Reliability Risk
Part Of
Reduced By Practices
- Debugging: Improves the reliability and stability of the software.
- Monitoring: Identifies and addresses potential issues before they impact system reliability.
- Redundancy: Minimizes operational disruptions by providing backup components.
This points to the problem that when we use an external dependency, we are at the mercy of its reliability.
"... Reliability describes the ability of a system or component to function under stated conditions for a specified period of time." - Reliability Engineering, Wikipedia
It's easy to think about reliability for something like a bus: sometimes, it's late due to weather, or cancelled due to driver sickness, or the route changes unexpectedly due to road works.
In software, it's no different: unreliability is the flip-side of Feature Implementation Risk. It's caused in the gap between the real behaviour of the software and the expectations for it.
There is an upper bound on the reliability of the software you write, and this is based on the dependencies you use and (in turn) the reliability of those dependencies:
- If a component A depends on component B, unless there is some extra redundancy around B, then A can't be more reliable than B.
- Is A or B a Single Point Of Failure in a system?
- Are there bugs in B that are going to prevent it working correctly in all circumstances?

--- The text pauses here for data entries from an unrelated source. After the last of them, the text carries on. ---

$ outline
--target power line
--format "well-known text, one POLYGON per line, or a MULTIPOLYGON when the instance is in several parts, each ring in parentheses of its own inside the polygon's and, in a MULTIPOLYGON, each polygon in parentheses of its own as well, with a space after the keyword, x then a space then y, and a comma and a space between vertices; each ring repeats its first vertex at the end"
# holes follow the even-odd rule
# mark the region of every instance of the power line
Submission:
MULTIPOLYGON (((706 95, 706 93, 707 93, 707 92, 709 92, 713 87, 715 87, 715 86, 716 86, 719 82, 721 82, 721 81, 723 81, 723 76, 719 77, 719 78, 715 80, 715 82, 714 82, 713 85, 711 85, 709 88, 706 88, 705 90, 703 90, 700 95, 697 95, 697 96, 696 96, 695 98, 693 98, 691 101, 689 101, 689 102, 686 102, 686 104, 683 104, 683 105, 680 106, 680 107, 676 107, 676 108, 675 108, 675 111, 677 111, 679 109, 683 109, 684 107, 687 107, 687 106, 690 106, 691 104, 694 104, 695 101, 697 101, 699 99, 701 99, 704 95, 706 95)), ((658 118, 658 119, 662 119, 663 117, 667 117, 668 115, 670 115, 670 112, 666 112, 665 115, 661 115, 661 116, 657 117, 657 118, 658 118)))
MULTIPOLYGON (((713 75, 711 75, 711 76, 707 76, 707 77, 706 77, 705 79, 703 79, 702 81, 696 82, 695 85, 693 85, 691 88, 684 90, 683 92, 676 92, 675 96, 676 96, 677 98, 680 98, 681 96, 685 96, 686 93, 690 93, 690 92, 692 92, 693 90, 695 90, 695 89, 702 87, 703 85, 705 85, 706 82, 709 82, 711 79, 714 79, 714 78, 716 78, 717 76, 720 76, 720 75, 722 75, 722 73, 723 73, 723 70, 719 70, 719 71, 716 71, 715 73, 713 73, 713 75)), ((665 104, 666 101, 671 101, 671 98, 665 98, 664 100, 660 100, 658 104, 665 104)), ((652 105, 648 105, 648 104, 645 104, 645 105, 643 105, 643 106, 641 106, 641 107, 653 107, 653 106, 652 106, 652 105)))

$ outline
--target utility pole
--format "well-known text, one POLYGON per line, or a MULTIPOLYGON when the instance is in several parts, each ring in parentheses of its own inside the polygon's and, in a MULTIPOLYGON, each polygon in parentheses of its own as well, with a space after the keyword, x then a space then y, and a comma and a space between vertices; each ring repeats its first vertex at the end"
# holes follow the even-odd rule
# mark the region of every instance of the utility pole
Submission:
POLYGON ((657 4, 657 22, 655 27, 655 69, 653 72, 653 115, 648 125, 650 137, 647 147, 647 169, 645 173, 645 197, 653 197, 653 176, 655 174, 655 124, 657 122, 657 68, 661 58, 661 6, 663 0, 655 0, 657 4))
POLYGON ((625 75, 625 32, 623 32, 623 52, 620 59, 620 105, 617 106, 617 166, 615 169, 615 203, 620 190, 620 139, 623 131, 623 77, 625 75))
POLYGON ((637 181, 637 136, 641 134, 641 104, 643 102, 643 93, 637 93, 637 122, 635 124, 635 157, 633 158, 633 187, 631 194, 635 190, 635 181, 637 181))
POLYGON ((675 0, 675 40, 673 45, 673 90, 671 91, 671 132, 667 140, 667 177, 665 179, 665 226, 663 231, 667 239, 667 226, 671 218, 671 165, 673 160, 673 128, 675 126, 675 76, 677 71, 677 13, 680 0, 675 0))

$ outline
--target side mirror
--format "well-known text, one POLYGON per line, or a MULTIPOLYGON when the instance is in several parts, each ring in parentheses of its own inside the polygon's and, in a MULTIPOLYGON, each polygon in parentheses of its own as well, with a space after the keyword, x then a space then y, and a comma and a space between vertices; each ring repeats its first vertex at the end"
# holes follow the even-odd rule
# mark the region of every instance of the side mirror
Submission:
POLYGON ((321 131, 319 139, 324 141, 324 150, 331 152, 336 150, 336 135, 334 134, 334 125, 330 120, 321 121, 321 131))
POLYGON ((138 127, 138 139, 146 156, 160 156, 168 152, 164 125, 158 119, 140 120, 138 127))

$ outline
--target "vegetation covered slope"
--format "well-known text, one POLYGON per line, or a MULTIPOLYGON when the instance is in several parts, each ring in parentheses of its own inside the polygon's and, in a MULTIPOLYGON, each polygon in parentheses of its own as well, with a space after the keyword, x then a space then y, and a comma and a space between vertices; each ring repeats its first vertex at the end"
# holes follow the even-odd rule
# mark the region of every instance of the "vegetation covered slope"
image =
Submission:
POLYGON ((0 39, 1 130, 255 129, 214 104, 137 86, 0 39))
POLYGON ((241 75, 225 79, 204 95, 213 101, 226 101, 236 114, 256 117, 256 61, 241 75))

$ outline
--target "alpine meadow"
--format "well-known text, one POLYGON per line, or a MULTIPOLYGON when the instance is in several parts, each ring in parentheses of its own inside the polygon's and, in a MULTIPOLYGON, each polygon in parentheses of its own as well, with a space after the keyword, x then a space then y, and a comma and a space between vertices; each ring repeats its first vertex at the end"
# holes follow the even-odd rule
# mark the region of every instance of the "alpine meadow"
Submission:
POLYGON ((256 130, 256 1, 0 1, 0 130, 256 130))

This kind of stuff is encapsulated in the science of Reliability Engineering. For example, Failure Mode and Effects Analysis (FEMA):
"...was one of the first highly structured, systematic techniques for failure analysis. It was developed by reliability engineers in the late 1950s to study problems that might arise from malfunctions of military systems. " - FEMA, Wikipedia
This was applied on NASA missions, and then in the 1970's to car design following the Ford Pinto exploding car affair. But establishing the reliability of software dependencies like this would be hard and expensive. We are more likely to mitigate Reliability Risk in software using testing, redundancy and reserves, as shown in the diagram above.
Additionally, we often rely on proxies for reliability. We'll look at these proxies (and the way in which software projects signal their reliability) in much more detail in the section on Software Dependency Risk.